After the IBL data is collected and cleaned, it is first put through the vLGP model to smoothen and move the data to a lower-dimensional latent space. Then, the vLGP model's output is used as the input to the pCCA model in order to conduct the analysis. With the pCCA step complete, this model can identify latent neural representations, explaining behaviors and neural dynamics across different regions of the brain.
Results
Our results from fitting the vLGP model with good clusters from the most dense region, (SCdg, where the highest quantity of clusters sensitive to the stimulus appearing were found), resulted in similar patterns for both left and right-positioned stimulus trials but slightly different positions. We can see that the pattern is similar across the first movement event in our second region SCiw. The shape is different in each region, but in both cases there is some uniqueness to the left and right trials where they encompass different ranges in the latent space. This could be a result of the fact that this is subsections of a larger brain region, poor spike variability, or perhaps the region lacks the capacity to differentiate left versus right as effectively as others.
Superior Colliculus Intermediate White Layer (SCIW): Contains fiber tracts that connect various layers within the superior colliculus and link it with other brain regions. While not directly processing sensory inputs, it facilitates the transmission of motor commands that underlie orienting responses and visually guided actions.
Fig.8 - SCIW latent variables plot Superior Colliculus Deep Grey Layer (SCDG): Involved in triggering complex motor responses, particularly those related to defensive or escape behaviors. Contributes to the coordination of multisensory inputs into appropriate motor outputs, such as rapid turning or withdrawal movements in response to threats
Fig.9 - SCDG latent variables plot
Conclusions
To assess the performance of our model, we decided to compute the Root Mean Squared Error (RMSE) and the R-squared coefficient. RMSE measures the average difference between predicted values and actual values. On the other hand, R-squared measures the proportion of variance explained by the latent variables in the PCCA model, or simply put, signifies how well the data fits the model.

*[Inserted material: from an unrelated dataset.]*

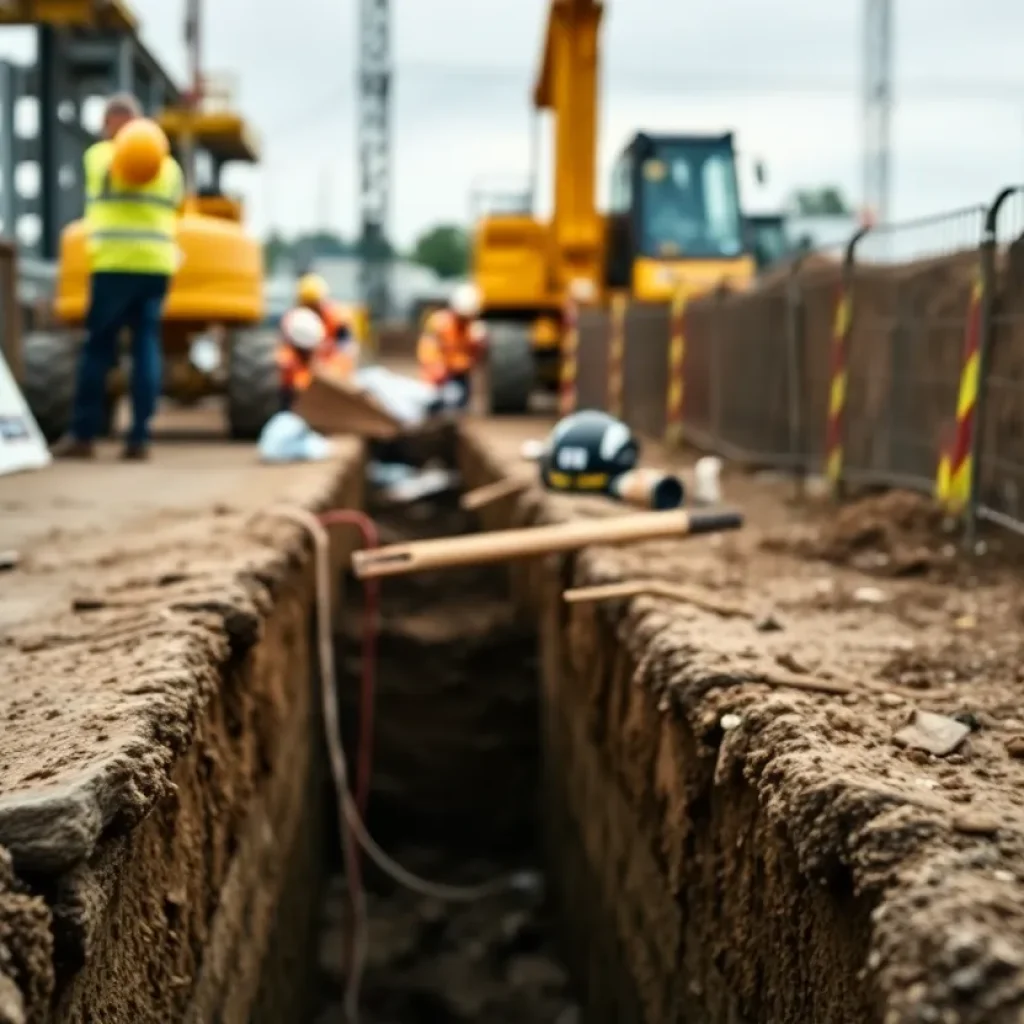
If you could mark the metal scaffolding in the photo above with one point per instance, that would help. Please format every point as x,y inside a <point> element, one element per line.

Fig.10 - Root Mean Squared Error (RMSE) and R-squared
Our findings showcase strong, rapid improvements in performance when utilizing 1 to 3 latent variables, but diminishing returns in improvement when using more than 3 latent variables. This suggests stronger fitting to the model as more latent variables are employed with the biggest jump in performance when using 3 latent variables.
Our model offers potential for advancing our means of analysis on neural data by providing better representations that keep pace with the constantly evolving data collection methods.